We found that preferred directions in LIP, and to a lesser extent in MIP, tended to cluster in directions perpendicular to the category boundary (number of neurons with preferred directions in each of the four quadrants, in which quadrants 2 and 4 contain directions perpendicular to the boundary: LIP = 4, 11, 9, 17; MIP = 4, 6, 3, 8). Thus, we tested the hypothesis that the shorter latency of LIP category signals compared with MIP was the result of this bias in preferred directions. We repeated our bootstrap analysis with one change: each time we randomly resampled from the 41 LIP neurons, we ensured that the number of neurons with preferred directions in quadrants perpendicular to the boundary was less than or equal to the number of neurons with preferred direction in quadrants parallel to the boundary. If our resampled group did not meet this condition, it was discarded and we resampled again. We found that equalizing the distribution of preferred directions did not greatly affect our latency results: mean LIP latency was 155 ms (compared with 150 ms in the original analysis), which was still significantly less than the 186 ms latency for MIP (p = 0.020, bootstrap).

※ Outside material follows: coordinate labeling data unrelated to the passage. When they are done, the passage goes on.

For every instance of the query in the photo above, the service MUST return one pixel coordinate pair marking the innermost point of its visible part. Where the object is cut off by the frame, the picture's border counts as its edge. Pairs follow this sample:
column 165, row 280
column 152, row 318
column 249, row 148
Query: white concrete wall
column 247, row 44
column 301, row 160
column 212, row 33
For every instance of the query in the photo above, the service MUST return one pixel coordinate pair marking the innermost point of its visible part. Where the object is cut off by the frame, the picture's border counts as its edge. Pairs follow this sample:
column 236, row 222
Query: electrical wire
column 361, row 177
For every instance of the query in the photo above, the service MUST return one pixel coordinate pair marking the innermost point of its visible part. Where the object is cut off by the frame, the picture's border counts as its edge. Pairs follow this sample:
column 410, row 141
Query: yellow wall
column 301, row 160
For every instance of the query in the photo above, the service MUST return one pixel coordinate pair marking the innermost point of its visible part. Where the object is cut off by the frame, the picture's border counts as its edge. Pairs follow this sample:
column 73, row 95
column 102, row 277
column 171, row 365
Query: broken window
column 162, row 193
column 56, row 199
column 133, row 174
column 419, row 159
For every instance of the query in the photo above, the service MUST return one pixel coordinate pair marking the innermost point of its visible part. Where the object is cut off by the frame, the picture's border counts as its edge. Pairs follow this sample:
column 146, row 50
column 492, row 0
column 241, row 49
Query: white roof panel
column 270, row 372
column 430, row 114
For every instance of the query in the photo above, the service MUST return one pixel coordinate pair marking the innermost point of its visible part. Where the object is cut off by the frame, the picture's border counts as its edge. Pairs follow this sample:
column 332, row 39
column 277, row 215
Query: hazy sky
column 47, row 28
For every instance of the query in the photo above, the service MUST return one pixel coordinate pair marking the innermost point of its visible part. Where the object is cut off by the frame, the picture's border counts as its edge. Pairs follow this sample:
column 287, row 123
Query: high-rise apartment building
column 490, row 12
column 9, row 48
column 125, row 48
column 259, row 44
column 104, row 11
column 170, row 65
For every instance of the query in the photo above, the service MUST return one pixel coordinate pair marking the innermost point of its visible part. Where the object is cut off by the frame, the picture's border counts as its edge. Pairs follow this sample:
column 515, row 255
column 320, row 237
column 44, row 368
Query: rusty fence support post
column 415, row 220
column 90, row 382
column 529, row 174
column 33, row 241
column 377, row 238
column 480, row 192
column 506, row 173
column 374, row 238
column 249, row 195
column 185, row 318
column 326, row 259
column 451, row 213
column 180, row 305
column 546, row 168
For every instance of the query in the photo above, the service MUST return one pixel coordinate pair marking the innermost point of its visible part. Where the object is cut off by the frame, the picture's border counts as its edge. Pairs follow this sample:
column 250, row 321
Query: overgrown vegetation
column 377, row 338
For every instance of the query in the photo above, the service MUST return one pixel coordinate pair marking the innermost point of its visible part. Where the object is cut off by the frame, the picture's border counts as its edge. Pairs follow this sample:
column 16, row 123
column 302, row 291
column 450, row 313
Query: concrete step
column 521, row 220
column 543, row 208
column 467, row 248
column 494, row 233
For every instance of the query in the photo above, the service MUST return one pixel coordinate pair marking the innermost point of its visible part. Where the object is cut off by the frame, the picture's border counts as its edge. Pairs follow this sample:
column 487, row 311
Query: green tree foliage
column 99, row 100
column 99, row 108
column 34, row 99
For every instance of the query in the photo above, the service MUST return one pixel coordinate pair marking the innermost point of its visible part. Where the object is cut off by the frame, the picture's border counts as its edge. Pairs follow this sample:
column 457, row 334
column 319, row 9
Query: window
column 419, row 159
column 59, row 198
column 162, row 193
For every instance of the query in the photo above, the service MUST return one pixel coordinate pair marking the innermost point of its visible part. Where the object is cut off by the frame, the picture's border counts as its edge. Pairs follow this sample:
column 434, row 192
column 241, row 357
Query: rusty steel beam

Latency of test category selectivity
We examined whether the selectivity latency difference between LIP and MIP in the sample period was also present during the first test period. To do so, we applied our category classifier on the 28 LIP and 11 MIP neurons whose responses during the early test epoch (80–300 ms after test onset) were significantly different between test categories according to a Wilcoxon's rank-sum test (p < 0.05). Test category selectivity was significantly greater than chance in both LIP (Fig. 5F, black curve, horizontal black bar denotes significance at p < 0.01 according to a bootstrap) and MIP (gray curve and horizontal bar). Test category selectivity emerged in LIP with a latency of 142 ms (bootstrap; see Materials and Methods), whereas test category selectivity in MIP was too weak for us to calculate a latency based on our methods.
Relationship between neural activity, stimulus onset, and the behavioral report
Although category signals are present in MIP (Fig. 4), the longer latency for category signals in MIP compared with LIP (Fig. 5E), weaker sample category selectivity in MIP during the sample, delay, and test, and the relatively weak direction selectivity in MIP suggests that the transformation of visual stimuli into category signals does not occur in MIP. Thus, what role (if any) does MIP play in this categorization task? Given the known role of MIP in motor planning, as well as its modulation during the test period of match trials (Fig. 2), we hypothesized that MIP was more involved in the monkeys' motor responses. Conversely, the direction and category selectivity of LIP in addition to its shorter latency (Figs. 4, 5) was consistent with it having a more prominent role in visual processing. Thus, we compared how neural activity in both areas related to the stimulus onset and the behavioral response (a manual touch-bar release). Because the responses of LIP neurons to visual stimuli can be short latency and temporally precise (Bisley et al., 2004) and because MIP is known to respond to arm and hand movements, we would expect activity in LIP to be more tightly temporally locked to the onset of visual stimuli, whereas we would expect activity in MIP to be closely linked to the behavioral response.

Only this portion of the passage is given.